So, crazily, I’ve been blathering on about giving for months and haven’t even defined the durn thing.
Duh.
Because our conversation can move in so many directions based on what we think a Gift is. Is a donation to my church a gift? Is my attention to someone a gift? Is my discarded bra a gift?
I use two definitions, one practical, one theoretical, neither particularly complete. But as a jumping-off point, a gift is either:
1. An exchange that the IRS says is a gift.

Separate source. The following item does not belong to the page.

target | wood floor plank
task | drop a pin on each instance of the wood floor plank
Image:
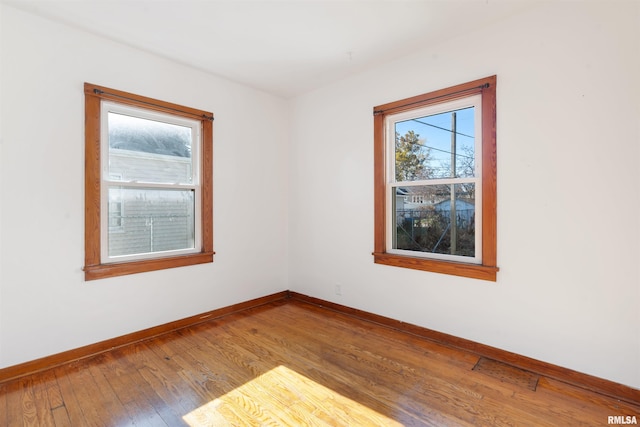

A tax-deductible donation is the central point of fundraising offices, philanthropic advice, and the American notion of charity. Yep, people give donations outside this definition (to international nonprofits not recognized by the IRS, for example) but it’s a good definition for the day-to-day work of American fundraising and philanthropy.
2. An exchange that generates goodwill.
Unlike a capitalist or market-based transaction, which generates wealth, a gift transaction generates warm fuzzies. It’s presents at Christmas and letters to grandparents and yummy feely-goodyness.
As always, the really interesting discussion is happening at the boundaries. Is cause marketing a gift? I’ve said no, Joe Waters argues yes.
I’m planning to thrash around in this stuff more (is medicine a gift? Is education a gift? Is food a gift?) but in the meantime: What do you think is a gift?